# --- Day 13 Distress Signal ---

https://adventofcode.com/2022/day/13

## Parsing options

This problem starts off with input data that are string representations of a list, containing either itegers or other lists.  
(So, potentially nested lists.)

Converting that string to an actual list object can be done in multiple ways:

1. Use Python's built-in `eval()` function,
2. Use Python's built-in `ast.literal_eval()` function,
3. Use Python's `json` package, because the string is actually in valid JSON format, or 
4. Write a custom parsing routine

## 1. Use Python's built-in `eval()` function

**NOTE**: This is typically frowned upon, because it's potentially risky if you don't know the source of the input data that is being evaluated.

See:  
https://www.reddit.com/r/adventofcode/comments/zkoc0o/2022_day_13_got_some_weird_input_today_hope_none/  
https://www.reddit.com/r/adventofcode/comments/zlb1qr/2022_day_13_python_users_giving_in_and_using_eval/  
https://www.reddit.com/r/adventofcode/comments/zkxxyt/2022_day_13_python_ftw/  

But it works quite swell:

In [1]:
with open("../inputs/test_packet_pairs.txt") as file:
    for line in file:
        if line != '\n': 
            print(eval(line))

[1, 1, 3, 1, 1]
[1, 1, 5, 1, 1]
[[1], [2, 3, 4]]
[[1], 4]
[9]
[[8, 7, 6]]
[[4, 4], 4, 4]
[[4, 4], 4, 4, 4]
[7, 7, 7, 7]
[7, 7, 7]
[]
[3]
[[[]]]
[[]]
[1, [2, [3, [4, [5, 6, 7]]]], 8, 9]
[1, [2, [3, [4, [5, 6, 0]]]], 8, 9]


A safe way to use the `eval()` function would be to combine it with a regex check to make sure the line  
only contains acceptable characters, like so:

In [2]:
import re
acceptable_line = re.compile(r"^\[[\d\[\],]+\]$")

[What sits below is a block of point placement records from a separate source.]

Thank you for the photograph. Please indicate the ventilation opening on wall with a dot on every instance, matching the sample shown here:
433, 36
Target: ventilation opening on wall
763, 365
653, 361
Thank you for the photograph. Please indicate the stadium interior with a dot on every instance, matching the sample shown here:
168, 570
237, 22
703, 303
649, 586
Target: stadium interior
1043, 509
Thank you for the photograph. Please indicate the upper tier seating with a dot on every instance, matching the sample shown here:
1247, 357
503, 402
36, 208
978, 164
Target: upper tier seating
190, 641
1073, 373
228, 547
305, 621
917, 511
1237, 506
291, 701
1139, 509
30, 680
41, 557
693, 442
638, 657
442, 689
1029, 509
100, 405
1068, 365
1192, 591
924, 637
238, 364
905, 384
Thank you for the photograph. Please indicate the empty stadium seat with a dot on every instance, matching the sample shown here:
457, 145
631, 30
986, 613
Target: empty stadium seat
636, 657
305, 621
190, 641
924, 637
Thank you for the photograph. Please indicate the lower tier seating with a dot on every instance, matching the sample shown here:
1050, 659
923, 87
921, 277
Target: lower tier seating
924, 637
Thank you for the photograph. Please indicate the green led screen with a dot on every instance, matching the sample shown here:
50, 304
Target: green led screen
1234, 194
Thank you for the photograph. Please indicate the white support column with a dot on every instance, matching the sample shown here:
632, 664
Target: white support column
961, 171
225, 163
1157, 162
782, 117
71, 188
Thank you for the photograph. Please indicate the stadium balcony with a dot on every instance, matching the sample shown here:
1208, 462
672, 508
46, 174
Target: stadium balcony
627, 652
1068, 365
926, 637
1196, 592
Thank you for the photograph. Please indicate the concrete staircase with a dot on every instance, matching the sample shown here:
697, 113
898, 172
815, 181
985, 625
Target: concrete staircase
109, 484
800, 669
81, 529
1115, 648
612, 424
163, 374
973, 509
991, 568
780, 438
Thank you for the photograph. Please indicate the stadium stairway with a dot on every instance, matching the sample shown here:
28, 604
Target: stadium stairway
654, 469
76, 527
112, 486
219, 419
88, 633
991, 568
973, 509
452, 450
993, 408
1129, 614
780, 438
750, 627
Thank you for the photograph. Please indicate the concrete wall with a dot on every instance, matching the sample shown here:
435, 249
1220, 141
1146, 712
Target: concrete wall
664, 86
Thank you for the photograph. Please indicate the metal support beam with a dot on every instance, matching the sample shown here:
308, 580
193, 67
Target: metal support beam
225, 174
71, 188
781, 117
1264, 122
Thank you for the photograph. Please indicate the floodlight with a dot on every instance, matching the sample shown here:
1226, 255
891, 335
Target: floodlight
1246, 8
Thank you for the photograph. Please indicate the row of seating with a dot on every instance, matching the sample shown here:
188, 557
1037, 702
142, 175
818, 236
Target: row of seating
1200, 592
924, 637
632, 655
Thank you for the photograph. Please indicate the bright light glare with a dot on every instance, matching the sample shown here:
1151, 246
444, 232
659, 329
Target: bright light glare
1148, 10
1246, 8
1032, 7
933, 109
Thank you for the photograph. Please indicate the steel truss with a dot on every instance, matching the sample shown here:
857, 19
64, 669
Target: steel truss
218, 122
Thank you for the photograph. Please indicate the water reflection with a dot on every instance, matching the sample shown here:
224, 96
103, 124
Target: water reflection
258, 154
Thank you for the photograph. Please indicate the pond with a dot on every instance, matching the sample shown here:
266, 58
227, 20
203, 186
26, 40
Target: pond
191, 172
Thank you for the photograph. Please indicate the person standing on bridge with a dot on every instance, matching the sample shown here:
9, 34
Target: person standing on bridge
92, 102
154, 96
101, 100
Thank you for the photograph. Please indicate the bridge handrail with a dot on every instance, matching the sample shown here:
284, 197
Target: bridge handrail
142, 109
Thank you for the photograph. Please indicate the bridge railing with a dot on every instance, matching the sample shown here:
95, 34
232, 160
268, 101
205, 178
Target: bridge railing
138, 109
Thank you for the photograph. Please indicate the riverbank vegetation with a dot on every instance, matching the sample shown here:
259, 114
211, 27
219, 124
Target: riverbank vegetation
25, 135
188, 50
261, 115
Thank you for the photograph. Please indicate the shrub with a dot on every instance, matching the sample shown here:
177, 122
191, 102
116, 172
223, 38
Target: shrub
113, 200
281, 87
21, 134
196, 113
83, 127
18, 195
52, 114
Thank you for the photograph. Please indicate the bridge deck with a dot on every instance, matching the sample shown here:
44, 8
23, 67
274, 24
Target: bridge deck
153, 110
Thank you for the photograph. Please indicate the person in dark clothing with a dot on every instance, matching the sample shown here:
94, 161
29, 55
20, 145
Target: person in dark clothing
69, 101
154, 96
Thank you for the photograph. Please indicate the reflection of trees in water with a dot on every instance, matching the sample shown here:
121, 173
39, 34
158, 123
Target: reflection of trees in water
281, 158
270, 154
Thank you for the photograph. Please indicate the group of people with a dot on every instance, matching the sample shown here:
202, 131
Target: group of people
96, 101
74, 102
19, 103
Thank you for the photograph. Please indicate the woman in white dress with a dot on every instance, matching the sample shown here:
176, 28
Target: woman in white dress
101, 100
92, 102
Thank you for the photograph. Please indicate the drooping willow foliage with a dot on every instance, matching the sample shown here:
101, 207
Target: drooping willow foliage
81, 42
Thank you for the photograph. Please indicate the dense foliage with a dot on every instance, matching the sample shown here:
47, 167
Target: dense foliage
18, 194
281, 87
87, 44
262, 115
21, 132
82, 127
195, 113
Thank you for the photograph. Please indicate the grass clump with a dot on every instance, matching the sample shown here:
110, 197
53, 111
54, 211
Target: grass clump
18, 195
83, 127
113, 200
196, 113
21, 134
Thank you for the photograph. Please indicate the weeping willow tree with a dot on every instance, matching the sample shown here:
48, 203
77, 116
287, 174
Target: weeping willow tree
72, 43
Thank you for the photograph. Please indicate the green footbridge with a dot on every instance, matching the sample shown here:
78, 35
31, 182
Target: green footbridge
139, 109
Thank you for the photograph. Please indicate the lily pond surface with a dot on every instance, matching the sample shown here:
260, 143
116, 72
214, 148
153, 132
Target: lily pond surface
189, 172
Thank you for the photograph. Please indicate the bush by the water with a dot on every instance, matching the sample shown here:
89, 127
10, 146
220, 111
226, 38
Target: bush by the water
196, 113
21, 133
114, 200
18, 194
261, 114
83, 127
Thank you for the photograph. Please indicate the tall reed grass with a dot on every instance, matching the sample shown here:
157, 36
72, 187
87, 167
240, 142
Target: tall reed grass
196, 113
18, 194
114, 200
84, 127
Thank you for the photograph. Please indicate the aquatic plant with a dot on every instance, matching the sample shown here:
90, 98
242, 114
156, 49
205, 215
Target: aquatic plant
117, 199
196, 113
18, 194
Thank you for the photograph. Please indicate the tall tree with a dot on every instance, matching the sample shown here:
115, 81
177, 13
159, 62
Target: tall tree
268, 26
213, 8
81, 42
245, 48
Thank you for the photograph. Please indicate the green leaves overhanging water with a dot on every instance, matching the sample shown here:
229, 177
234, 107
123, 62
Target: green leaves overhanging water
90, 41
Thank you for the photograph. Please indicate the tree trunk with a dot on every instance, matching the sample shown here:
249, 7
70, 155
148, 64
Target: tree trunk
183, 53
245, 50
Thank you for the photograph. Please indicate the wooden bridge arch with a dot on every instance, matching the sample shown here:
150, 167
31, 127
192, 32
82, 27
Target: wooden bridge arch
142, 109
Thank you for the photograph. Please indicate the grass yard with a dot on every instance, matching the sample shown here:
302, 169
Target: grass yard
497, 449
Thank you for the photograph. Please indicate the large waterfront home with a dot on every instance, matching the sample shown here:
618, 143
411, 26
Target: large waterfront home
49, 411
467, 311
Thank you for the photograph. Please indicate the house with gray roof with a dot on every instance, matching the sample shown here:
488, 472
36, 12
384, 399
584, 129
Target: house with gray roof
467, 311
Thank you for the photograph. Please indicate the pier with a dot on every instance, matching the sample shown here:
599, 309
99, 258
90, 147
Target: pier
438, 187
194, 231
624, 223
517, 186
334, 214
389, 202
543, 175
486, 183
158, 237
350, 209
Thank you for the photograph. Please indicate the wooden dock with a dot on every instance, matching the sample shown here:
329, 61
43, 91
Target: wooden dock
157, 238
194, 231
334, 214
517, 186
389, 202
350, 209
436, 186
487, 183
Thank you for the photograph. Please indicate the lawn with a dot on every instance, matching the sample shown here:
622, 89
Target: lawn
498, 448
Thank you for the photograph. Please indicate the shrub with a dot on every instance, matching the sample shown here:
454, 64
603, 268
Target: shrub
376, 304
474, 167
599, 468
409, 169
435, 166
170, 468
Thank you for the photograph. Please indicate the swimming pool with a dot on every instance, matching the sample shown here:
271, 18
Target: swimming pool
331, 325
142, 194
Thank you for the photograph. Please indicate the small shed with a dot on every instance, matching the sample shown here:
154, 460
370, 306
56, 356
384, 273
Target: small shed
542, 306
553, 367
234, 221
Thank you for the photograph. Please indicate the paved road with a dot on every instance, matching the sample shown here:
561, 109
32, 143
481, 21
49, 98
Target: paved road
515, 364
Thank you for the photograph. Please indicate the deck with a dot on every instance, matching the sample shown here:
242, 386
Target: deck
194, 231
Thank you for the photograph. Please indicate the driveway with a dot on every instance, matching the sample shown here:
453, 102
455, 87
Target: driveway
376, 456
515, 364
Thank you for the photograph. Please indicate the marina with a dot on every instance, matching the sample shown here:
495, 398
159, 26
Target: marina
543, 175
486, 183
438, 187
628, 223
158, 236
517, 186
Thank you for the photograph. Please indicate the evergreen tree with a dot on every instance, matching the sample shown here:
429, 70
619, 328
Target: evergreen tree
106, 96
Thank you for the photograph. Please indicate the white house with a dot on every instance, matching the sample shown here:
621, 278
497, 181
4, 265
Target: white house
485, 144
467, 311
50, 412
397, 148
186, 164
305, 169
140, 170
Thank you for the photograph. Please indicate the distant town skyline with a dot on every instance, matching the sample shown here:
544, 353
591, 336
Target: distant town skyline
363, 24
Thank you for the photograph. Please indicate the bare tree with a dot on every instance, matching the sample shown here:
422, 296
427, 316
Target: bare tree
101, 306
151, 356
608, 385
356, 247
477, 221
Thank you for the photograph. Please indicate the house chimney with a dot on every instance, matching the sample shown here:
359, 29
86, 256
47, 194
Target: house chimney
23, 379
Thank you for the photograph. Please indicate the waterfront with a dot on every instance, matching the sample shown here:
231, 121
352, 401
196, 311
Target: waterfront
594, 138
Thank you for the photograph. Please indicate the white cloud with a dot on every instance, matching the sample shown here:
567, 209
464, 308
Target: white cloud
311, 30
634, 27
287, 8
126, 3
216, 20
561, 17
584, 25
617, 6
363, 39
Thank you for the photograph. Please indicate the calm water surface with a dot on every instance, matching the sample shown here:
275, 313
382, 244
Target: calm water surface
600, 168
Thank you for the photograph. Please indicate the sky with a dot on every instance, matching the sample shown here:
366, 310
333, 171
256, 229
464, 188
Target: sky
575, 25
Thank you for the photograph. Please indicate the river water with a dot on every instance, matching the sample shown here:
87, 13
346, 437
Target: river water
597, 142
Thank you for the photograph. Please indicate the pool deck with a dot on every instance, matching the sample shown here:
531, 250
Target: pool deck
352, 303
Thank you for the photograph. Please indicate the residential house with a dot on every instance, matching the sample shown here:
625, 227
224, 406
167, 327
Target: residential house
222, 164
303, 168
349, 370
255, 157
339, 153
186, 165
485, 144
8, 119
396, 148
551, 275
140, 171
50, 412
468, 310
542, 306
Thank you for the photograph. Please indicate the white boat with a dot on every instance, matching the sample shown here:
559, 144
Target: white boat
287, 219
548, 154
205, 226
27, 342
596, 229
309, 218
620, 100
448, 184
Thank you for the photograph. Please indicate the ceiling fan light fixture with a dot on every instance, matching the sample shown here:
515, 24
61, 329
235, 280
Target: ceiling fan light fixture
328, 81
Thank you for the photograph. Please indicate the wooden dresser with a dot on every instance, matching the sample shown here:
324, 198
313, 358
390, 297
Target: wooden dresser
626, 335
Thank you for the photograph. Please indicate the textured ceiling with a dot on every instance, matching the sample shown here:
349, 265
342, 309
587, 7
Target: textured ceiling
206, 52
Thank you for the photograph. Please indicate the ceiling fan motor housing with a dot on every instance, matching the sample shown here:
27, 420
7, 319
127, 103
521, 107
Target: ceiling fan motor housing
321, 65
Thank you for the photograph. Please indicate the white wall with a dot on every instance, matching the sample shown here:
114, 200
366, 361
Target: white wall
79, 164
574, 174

with open("../inputs/test_packet_pairs.txt") as file:
    for line in file:
        if re.match(acceptable_line, line.strip()): 
            print(eval(line))

[1, 1, 3, 1, 1]
[1, 1, 5, 1, 1]
[[1], [2, 3, 4]]
[[1], 4]
[9]
[[8, 7, 6]]
[[4, 4], 4, 4]
[[4, 4], 4, 4, 4]
[7, 7, 7, 7]
[7, 7, 7]
[3]
[[[]]]
[[]]
[1, [2, [3, [4, [5, 6, 7]]]], 8, 9]
[1, [2, [3, [4, [5, 6, 0]]]], 8, 9]


## 2. Use Python's built-in `ast.literal_eval()` function

Python's `ast` package ("ast" means "abstract syntax tree") is used for parsing syntax into grammars.  
https://docs.python.org/3/library/ast.html

I **think**(?) this defines how Python parses python scripts into a tree data structure that then gets sent  
for compilation through the interpreter.

The **key** difference between `eval()` and `ast.literal_eval()` is that the latter has some internal  
checks to make sure no system code is being evaluated and only data structures are being returned.

In [3]:
import ast

In [4]:
with open("../inputs/test_packet_pairs.txt") as file:
    for line in file:
        if line != '\n': 
            print(ast.literal_eval(line))

[1, 1, 3, 1, 1]
[1, 1, 5, 1, 1]
[[1], [2, 3, 4]]
[[1], 4]
[9]
[[8, 7, 6]]
[[4, 4], 4, 4]
[[4, 4], 4, 4, 4]
[7, 7, 7, 7]
[7, 7, 7]
[]
[3]
[[[]]]
[[]]
[1, [2, [3, [4, [5, 6, 7]]]], 8, 9]
[1, [2, [3, [4, [5, 6, 0]]]], 8, 9]


## 3. Use Python's `json` package

Hat tip to Nabeel for pointing out that the string is valid JSON!  
This works like a charm.

In [2]:
import json

In [4]:
with open("../inputs/test_packet_pairs.txt") as file:
    for line in file:
        if line != '\n': 
            print(json.loads(line))

[1, 1, 3, 1, 1]
[1, 1, 5, 1, 1]
[[1], [2, 3, 4]]
[[1], 4]
[9]
[[8, 7, 6]]
[[4, 4], 4, 4]
[[4, 4], 4, 4, 4]
[7, 7, 7, 7]
[7, 7, 7]
[]
[3]
[[[]]]
[[]]
[1, [2, [3, [4, [5, 6, 7]]]], 8, 9]
[1, [2, [3, [4, [5, 6, 0]]]], 8, 9]


## 4. Write a custom parsing function

By **FAR** the hardest route to take... ("No pain, no gain.")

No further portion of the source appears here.